Referral Abuse

Freshness Warning
This article is over 15 years old. It's possible that the information you read below isn't current.

It appears that each time an RSS file from my site is loaded by one of these applications, a referer is deposited in the log file. Each time I load a page in Internet Explorer, I don’t leave a referer for www.microsoft.com/ie in the log files of the site whose page I loaded, so why should any of the RSS readers be different?

RSS readers misusing the referer field? (kottke.org)

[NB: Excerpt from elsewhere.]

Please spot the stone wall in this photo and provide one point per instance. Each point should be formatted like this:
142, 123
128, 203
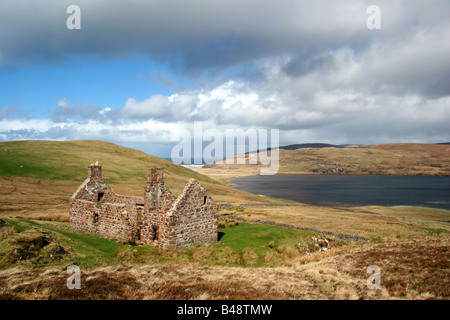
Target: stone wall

Amen. I’ve always found it irritating that news aggregators insert their URL into the referrer field. Some aggregators have taken things a step further by allowing the user to use any arbitrary URL as the referrer. So I get 48 "referrals" each day from www.hardhathosting.com even though there’s not a single link from their site to mine. It’s not that I mind knowing where my readers are coming from—that’s kind of nice, and I’m glad the person behind Hardhat Hosting finds me interesting enough to grab the feeds for this this blog and Simplelinks once an hour. It just makes it difficult to distinguish a real referrer from someone else. If Hardhat Hosting were to put a real link on their site to mine and people followed it, I probably wound’t notice. I’d just think the referral logs were crying wolf.

As a temporary measure, you can use a custom URL for the referrals instead of your site’s home page or the home page for the aggregator. L.M. Orchard does this with Amphetadesk, setting the referrer to a thanks page on 0xDECAFBAD and I do this with Aggie. Sites I visit see a link to http://kalsey.com/blog/thanks/ in their referral logs.

It would be nice if there was some sort of browser header the aggregator could send to identify itself instead of using the referrer field. Oh, that’s right, there is. It’s called User-Agent.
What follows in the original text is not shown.